Friday, April 06, 2018

The Maryland General Assembly Should Livestream Floor and Voting Sessions

Earlier this year, Maryland Governor Larry Hogan announced the Legislative Transparency Act of 2018, which would require all sessions of the Maryland General Assembly to be livestreamed to the public via both audio and video. Although Maryland residents currently can stream audio broadcasts of floor and voting sessions, without a video stream the broadcast is difficult to follow and does not provide Maryland residents and taxpayers with the transparency they deserve.
In February 2016, Governor Hogan supported a $1.2 million proposal to deploy cameras within the State House so the public could watch debates as they unfolded in the House of Delegates and the Senate. The proposal also would have archived the videos. Unfortunately, the proposal did not pass, and now two years later, the State House still is unequipped with modern technology and Maryland residents are unable to watch important policy debates that potentially could impact their day-to-day lives.
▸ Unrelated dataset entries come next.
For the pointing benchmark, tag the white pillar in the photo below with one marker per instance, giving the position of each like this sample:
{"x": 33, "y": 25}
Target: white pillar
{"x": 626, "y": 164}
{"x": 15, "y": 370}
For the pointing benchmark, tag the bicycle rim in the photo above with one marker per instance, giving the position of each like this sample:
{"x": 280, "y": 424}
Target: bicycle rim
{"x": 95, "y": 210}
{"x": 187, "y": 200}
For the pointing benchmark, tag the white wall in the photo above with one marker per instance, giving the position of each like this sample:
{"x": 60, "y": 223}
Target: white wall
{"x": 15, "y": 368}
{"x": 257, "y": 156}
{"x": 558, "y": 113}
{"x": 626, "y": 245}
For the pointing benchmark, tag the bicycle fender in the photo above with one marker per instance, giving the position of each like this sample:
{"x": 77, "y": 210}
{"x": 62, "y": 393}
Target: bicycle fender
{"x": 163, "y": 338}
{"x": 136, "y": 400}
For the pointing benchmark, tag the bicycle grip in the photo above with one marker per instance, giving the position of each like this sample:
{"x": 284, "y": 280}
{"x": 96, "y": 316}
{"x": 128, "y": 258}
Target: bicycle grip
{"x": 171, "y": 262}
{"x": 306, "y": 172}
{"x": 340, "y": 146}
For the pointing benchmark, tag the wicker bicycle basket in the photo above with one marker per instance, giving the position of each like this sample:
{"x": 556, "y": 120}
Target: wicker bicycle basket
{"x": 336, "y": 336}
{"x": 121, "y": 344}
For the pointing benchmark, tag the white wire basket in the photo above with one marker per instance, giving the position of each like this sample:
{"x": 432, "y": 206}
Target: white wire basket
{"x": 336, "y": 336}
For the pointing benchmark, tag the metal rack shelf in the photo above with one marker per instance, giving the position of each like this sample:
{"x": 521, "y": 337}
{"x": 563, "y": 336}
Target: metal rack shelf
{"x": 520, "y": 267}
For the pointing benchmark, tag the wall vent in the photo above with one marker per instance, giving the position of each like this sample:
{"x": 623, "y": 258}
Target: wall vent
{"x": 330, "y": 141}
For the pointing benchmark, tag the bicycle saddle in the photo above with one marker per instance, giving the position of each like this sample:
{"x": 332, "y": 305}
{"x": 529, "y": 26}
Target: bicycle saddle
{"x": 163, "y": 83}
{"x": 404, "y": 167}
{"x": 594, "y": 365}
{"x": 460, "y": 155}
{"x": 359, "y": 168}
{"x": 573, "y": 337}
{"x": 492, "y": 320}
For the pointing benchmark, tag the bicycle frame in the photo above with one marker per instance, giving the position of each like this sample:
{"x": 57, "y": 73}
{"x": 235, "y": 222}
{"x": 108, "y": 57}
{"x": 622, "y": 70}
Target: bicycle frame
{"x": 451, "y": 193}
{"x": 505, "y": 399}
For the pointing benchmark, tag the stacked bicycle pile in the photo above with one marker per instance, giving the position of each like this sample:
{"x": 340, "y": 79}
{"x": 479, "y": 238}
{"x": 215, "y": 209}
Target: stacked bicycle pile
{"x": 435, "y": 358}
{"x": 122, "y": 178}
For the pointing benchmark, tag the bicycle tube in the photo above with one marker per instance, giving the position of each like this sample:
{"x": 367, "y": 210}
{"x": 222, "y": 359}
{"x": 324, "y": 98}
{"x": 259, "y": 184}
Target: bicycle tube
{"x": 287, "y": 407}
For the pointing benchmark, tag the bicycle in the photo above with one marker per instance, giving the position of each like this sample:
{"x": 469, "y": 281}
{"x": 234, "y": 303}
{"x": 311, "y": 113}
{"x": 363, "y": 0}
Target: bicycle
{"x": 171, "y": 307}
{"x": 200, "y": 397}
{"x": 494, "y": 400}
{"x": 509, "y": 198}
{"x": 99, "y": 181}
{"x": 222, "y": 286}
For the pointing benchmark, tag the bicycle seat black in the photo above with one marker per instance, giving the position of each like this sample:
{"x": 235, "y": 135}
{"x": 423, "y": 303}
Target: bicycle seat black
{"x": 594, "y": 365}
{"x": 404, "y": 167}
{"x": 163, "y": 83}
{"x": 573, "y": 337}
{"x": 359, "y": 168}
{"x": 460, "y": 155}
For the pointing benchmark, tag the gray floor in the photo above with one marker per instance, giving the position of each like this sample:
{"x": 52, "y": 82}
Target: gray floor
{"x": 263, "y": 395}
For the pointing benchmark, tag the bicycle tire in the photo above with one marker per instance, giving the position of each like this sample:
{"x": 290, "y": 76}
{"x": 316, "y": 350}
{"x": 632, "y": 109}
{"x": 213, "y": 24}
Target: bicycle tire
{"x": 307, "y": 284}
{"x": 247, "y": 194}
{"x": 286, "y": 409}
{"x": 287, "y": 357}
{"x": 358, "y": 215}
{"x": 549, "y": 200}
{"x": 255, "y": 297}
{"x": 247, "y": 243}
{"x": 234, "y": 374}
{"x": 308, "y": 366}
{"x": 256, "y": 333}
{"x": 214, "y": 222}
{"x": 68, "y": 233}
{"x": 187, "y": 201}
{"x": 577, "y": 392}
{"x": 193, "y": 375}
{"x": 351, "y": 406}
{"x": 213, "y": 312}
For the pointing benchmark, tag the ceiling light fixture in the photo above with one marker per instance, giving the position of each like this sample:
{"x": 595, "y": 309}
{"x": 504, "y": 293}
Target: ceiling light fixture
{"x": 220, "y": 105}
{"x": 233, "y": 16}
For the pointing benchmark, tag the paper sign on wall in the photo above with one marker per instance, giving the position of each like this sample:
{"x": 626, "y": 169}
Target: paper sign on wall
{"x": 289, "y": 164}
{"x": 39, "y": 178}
According to the National Conference of State Legislatures, Maryland is one of seven states that does not provide a livestream video of floor and voting sessions in either chamber of its state legislature. Fortunately, the Maryland General Assembly does livestream videos for all committee hearings and archives them for later reference. By passing the Legislative Transparency Act, Maryland residents will be able to stay informed in a timely manner about the important debates and votes taking place within the Maryland General Assembly.
When Governor Hogan announced this legislation back in January 2018, he stated:
“I believe very strongly that the public has a right to know what their lawmakers are saying and doing during the debate on these important issues which are directly affecting the citizens and taxpayers of Maryland. Legislators should be deliberating out in the open, in the light of day, instead of behind closed doors. Our hope is that this year will finally be the year that this common sense measure is signed into law.” 
As we enter the final month of Maryland’s 2018 legislative session, the Maryland General Assembly should act soon to pass the Legislative Transparency Act. Therefore, when the Maryland General Assembly convenes in 2019, Maryland residents and taxpayers will be able to watch committee hearings, policy debates, and voting sessions, and elected members will be more transparent and accountable moving forward.